In conclusion, we note that in the MITRE matrix ATT & CK is a tactical goal of attackers to avoid detection (tactics "Defense Evasion") can be achieved through the malicious technique "Obfuscated files or information", which includes a number of sub-techniques:
· Binary Padding : Attackers can add junk data to a malicious file to increase its size to a level that is unsupported by security tools and sandboxes;
· Software Packing : Attackers can use packers and program protection using virtual machines that launch when the code is executed;
· Steganography : a technique for hiding data in various digital objects (images, audio and video recordings);
· Compile After Delivery : Attackers can upload malicious code to the target system as text (possibly encrypted or obfuscated ), which will then be compiled into an executable file on the target device itself;
· Indicator Removal from Tools :Attackers can change the typical indicators of compromise (for example, change the set of domains or IP addresses that the malware accesses) or rebuild the malware to change the hash of the file;
· HTML Smuggling: As we have written before , when using the technique "HTML Smuggling" JavaScript code placed on a web page triggers the download of a binary object (JS blob), the contents of which are decoded by the browser on the local PC and then saved on the disk, and the user is encouraged to launch it under various pretexts;
· Dynamic API Resolution : the API functions called by the operating system can provide information security analysts with information about the operation of the malware, so attackers use methods to hide the API functions used (for example, they use hashes or identifiers to indirectly call API functions);
· Stripped Payloads (Payload Removal): Attackers remove human-readable information (strings, symbols) from the source code and at the compilation stage to make reverse engineering of the malware more difficult;
· Embedded Payloads : Attackers hide malicious payloads in other files (e.g.

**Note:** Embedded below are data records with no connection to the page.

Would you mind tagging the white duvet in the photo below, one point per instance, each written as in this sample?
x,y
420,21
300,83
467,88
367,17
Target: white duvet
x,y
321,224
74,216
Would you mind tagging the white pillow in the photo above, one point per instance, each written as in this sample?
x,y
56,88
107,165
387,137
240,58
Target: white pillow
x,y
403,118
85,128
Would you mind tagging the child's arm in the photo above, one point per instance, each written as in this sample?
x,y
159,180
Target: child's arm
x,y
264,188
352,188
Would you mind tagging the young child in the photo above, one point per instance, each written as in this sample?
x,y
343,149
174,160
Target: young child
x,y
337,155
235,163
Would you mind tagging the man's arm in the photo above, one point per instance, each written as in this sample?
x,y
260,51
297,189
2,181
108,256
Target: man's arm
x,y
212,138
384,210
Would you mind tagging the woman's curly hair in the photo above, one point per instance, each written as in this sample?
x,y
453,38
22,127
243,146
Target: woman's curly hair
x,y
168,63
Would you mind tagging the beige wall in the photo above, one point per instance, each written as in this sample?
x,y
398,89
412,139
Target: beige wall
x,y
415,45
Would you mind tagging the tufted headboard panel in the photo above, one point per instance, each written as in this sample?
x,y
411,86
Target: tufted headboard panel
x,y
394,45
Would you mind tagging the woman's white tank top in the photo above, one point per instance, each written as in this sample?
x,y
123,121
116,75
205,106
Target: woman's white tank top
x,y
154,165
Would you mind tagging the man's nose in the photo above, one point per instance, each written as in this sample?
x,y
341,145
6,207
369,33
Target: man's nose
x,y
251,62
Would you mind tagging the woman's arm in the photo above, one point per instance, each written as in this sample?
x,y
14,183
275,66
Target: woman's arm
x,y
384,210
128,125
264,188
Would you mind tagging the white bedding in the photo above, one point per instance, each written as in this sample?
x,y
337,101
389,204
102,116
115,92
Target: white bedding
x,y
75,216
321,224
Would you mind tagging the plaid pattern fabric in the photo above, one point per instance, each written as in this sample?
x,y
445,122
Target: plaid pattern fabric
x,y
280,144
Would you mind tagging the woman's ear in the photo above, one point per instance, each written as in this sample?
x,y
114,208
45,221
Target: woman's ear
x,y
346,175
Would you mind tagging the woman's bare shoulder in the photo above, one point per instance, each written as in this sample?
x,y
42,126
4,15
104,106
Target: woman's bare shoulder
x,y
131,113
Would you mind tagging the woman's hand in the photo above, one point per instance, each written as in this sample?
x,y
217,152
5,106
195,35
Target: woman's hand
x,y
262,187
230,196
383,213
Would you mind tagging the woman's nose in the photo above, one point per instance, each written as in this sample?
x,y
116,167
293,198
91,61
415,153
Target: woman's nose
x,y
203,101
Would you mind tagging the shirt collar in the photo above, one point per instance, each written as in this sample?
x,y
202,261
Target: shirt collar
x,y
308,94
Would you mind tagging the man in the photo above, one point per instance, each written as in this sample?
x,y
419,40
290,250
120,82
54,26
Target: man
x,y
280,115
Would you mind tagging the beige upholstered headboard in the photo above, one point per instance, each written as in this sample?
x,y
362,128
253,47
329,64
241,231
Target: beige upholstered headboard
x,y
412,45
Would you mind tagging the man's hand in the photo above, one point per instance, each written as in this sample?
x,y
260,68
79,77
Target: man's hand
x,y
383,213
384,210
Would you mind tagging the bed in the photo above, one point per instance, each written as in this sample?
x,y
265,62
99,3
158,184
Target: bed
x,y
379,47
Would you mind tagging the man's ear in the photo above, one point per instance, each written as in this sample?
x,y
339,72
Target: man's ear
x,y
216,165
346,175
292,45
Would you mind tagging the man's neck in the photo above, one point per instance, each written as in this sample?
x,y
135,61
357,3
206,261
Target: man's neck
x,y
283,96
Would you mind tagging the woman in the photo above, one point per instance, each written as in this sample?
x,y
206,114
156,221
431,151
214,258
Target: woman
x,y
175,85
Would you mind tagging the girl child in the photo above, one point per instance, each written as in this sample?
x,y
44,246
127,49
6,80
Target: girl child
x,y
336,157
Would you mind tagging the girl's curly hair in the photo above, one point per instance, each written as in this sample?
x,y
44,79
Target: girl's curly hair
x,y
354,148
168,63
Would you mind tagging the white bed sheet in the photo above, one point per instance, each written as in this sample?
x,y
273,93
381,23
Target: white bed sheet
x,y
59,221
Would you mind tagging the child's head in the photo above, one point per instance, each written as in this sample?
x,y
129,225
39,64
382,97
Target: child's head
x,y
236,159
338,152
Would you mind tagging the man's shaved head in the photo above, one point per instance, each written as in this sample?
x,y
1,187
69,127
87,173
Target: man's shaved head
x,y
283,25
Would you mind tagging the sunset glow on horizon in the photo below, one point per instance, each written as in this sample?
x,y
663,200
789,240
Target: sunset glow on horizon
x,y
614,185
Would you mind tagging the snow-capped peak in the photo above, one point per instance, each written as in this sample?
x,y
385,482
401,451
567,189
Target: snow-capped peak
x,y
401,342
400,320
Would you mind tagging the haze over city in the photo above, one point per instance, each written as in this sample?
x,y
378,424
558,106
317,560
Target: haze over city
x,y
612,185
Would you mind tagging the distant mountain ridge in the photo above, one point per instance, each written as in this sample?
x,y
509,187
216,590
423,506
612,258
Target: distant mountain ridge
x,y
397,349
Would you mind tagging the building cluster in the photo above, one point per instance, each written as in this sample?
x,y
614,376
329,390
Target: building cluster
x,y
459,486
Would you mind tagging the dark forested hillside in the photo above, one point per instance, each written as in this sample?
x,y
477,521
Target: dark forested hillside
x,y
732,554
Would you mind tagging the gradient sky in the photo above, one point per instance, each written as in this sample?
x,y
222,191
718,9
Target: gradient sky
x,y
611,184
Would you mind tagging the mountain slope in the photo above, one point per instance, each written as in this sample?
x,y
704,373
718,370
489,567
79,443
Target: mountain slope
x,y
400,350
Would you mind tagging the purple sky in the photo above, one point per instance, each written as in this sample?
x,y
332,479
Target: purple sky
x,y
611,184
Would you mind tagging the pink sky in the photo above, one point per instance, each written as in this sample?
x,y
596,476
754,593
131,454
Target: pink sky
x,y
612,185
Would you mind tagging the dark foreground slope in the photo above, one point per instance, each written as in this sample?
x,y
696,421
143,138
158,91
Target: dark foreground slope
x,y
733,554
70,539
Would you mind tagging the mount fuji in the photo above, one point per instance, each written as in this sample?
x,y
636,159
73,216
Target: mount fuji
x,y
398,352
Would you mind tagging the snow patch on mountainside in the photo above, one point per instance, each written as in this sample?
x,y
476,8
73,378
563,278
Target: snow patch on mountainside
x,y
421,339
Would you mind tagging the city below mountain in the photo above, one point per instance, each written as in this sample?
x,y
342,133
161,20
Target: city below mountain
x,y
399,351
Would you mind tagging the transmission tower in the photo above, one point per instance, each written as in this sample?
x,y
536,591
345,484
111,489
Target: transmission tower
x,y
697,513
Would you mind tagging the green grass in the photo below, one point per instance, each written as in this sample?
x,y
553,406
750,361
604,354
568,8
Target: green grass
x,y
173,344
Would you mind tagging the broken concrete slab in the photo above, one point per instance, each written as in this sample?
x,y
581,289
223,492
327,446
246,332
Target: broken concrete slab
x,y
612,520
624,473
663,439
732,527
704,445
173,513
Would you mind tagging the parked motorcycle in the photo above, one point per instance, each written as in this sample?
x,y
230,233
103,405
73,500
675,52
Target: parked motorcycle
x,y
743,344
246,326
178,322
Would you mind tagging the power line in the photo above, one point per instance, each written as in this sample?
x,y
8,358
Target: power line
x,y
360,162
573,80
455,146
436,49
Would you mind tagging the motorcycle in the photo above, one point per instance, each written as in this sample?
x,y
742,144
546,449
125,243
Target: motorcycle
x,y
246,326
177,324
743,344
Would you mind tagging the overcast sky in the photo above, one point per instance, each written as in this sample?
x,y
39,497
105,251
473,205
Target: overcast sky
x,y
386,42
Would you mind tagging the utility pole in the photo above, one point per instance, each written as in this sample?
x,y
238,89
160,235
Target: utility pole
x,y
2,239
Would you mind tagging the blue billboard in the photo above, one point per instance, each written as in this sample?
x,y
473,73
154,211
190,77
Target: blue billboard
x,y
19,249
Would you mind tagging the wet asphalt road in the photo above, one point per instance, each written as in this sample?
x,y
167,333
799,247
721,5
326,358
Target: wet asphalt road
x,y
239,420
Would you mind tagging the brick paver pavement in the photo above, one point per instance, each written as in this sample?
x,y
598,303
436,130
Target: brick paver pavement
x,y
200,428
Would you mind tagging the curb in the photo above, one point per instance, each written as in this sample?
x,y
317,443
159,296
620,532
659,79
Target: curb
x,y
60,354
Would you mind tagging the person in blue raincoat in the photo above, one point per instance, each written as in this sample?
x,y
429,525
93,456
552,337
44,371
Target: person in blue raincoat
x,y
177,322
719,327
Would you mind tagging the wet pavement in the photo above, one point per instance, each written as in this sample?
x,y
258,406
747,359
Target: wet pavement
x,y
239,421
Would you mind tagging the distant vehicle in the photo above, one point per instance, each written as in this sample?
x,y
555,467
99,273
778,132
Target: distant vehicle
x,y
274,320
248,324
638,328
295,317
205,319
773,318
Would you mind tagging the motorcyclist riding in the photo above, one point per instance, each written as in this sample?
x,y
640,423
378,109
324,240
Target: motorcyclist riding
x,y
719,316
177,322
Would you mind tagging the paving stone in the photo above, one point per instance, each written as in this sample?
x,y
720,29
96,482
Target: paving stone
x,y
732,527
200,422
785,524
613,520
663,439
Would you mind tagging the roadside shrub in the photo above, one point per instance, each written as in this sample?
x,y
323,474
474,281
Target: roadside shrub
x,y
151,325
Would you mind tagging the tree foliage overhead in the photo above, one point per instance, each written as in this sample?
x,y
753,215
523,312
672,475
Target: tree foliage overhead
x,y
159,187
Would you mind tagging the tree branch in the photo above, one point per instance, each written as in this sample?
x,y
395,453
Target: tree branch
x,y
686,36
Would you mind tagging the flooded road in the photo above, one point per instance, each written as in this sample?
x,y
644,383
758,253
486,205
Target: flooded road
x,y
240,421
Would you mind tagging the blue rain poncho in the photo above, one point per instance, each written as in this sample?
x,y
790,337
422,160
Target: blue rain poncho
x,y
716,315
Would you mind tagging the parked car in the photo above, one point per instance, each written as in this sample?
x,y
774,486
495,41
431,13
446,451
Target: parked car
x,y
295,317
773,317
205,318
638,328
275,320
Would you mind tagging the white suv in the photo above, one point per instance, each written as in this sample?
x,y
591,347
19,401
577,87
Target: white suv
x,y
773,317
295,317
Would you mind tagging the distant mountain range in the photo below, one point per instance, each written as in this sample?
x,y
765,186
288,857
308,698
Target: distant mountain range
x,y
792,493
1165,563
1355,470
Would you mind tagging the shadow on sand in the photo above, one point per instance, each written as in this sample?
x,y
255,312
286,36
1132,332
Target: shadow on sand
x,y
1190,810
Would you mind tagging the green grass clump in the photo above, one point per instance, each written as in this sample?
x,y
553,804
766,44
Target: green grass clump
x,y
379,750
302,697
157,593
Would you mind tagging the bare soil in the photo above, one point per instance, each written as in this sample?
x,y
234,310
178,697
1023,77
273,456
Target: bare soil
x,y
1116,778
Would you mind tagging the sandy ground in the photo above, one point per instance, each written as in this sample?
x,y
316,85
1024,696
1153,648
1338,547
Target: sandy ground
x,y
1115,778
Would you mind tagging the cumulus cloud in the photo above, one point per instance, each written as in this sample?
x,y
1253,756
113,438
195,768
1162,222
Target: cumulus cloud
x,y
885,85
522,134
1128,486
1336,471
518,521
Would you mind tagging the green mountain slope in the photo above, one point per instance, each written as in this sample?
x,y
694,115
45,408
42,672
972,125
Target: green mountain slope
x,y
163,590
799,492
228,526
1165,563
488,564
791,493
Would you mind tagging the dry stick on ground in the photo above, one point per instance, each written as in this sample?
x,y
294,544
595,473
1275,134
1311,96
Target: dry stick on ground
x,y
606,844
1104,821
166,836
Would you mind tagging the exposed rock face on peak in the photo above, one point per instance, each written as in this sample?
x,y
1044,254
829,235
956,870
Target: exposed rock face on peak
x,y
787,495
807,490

DLL , LNK , PNG);
· Command Obfuscation : Attackers change the appearance of commands to be unreadable, for example, by using base 64 or URL encoding. encoding, by separating commands (for example, "ShellEx"+"ecute"), using different formatting;
· Fileless Storage : attackers save malware not as files, but in RAM, the registry, and the WMI repository on the attacked device;
· LNK Icon Smuggling : Attackers exploit metadata fields in LNK files to hide malicious content (similarly, malicious content can be placed in the metadata of other file types, such as office documents);
· Encrypted / Encoded File : Attackers use encryption and coding of malicious content to prevent it from being detected by security tools;
· Polymorphic Code : Polymorphic (mutating) code changes during execution with each new run, which helps to avoid detection;
· Compression : Attackers can use tools to compress and archive files, encrypt and set a password to open the archive (which helps bypass security measures), and create self-extracting archives;
· Junk Code Insertion (Insertion of garbage code): attackers add additional garbage constructs to the original malicious code to complicate code analysis;
· SVG Smuggling: Attackers exploit features of SVG graphic files that can display HTML and execute JavaScript when the image is loaded, subsequently generating a malicious object locally.